All that said I'm not scared to leave the house and I don't live in a state of paranoia, but lots of daily decisions do revolve around safety. :)
 
jp said:
The figures from the Di Tella victimisation study are useful indicators, as they extrapolate crime levels from surveying the public on their direct experiences of crime. Most countries rely on survey data to estimate crime levels, as official figures will only ever paint part of the picture.

Can't find historical data from Di Tella, but their latest report is on their website: http://www.utdt.edu/ver_contenido.php?id_contenido=912&id_item_menu=1967

The media is a terrible place to go when you need reliable information about crime. If you want to get to grips with the issue its better to check the sources yourself. The press rarely offer much beyond half brained hacks trying to feed you sensationalised garbage which conforms to the editorial agenda.

Thats an interesting report, so basically 1/3 households have had an incident in the last 12 months. Pretty good odds! Would be interested to know these kind of figures for other countries around the world, Latin America.
 
trennod said:
Thats an interesting report, so basically 1/3 households have had an incident in the last 12 months. Pretty good odds! Would be interested to know these kind of figures for other countries around the world, Latin America.

Had a dig around, and found some interesting info on a site called latinobarometer. You can download a report on victimisation across Latin America here: http://www.latinobarometro.org/latino/LATContenidos.jsp

Based on that report - Argentina ranks third in the region by direct experience of crime, slightly below Mexico & Peru. Yikes...
 
jp said:
Based on that report - Argentina ranks third in the region by direct experience of crime, slightly below Mexico & Peru. Yikes...
And this shows how misleading those reports are when country based rather than city based.
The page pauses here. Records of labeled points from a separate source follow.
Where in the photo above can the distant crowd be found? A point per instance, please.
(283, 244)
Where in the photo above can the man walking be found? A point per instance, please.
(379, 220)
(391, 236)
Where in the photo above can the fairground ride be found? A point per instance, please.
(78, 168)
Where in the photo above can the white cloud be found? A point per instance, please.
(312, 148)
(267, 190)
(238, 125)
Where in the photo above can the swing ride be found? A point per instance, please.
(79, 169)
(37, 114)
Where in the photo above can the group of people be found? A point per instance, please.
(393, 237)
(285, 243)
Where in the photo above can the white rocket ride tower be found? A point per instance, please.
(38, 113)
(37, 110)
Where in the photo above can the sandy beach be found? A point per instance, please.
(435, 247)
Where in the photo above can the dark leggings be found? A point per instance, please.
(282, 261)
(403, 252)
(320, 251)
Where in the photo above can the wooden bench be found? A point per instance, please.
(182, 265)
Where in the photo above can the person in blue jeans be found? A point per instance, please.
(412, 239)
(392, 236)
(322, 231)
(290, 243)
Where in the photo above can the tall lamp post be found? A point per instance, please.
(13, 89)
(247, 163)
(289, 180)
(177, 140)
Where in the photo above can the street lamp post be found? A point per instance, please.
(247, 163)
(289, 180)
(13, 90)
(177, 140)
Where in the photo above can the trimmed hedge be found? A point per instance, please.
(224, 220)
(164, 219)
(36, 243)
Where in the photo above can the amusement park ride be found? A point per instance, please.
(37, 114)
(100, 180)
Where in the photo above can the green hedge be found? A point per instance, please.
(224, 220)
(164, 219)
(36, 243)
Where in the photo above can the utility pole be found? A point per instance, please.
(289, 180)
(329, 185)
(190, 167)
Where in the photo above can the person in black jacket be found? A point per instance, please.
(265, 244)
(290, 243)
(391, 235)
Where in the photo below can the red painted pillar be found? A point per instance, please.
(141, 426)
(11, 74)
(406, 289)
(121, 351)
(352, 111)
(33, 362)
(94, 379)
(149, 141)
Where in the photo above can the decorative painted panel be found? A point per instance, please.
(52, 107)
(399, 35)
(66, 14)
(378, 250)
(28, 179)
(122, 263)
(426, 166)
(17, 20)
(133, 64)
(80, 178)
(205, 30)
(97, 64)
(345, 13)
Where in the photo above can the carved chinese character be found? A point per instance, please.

I've been living in Cusco for the past 2 months, and you really couldn't imagine a safer city for the most part. I think it really does need to be city/regional based to truly identify the "risky" places.
 
bomber said:
And this shows how misleading those reports are when country based rather than city based. I've been living in Cusco for the past 2 months, and you really couldn't imagine a safer city for the most part. I think it really does need to be city/regional based to truly identify the "risky" places.

Sure, reports like these can only ever give an average impression of city life. I'm sure Cusco has its bad spots and safe areas. I know Lima has plenty of both. But equally, Argentina has plenty of relaxed towns and cities where crime isn't that much of a problem.

Also, with averaged reports like this one part of the city could get very much worse, and another could improve considerably. The changes would be felt acutely by the local residents, but the average crime levels would indicate little change.

End of the day - if you don't feel safe in Buenos Aires, no statistic is going to change that. I've never personally been a victim of crime, neither have many people I personally know. I know plenty of friends of friends who have had horrible things happen to them. But then I could say that in my home country too.

Overall I think Buenos Aires has a serious problem with crime, ineffective policing and bizarre policies governing youth crime. Its a real issue, but I knew that coming here. I never expected it to be safe. This is Latin America, the most violent region in the world.

Given the fact that the city has poor security, an ineffective legal system, a vast unsurpassable gulf between abject poverty and obscene wealth, proliferating inner city slums and a crack epidemic - I think Buenos Aires manages surprisingly well. All things considered I expected crime to be much worse.
 
While not the perfect solution , I am having installed a security door by Pentagono. I am also having an alarm installed by Lojack. Both expensive options , but it makes my wife feel better. Either option in itself cannot prevent you from becoming a victim , but adds some peace of mind.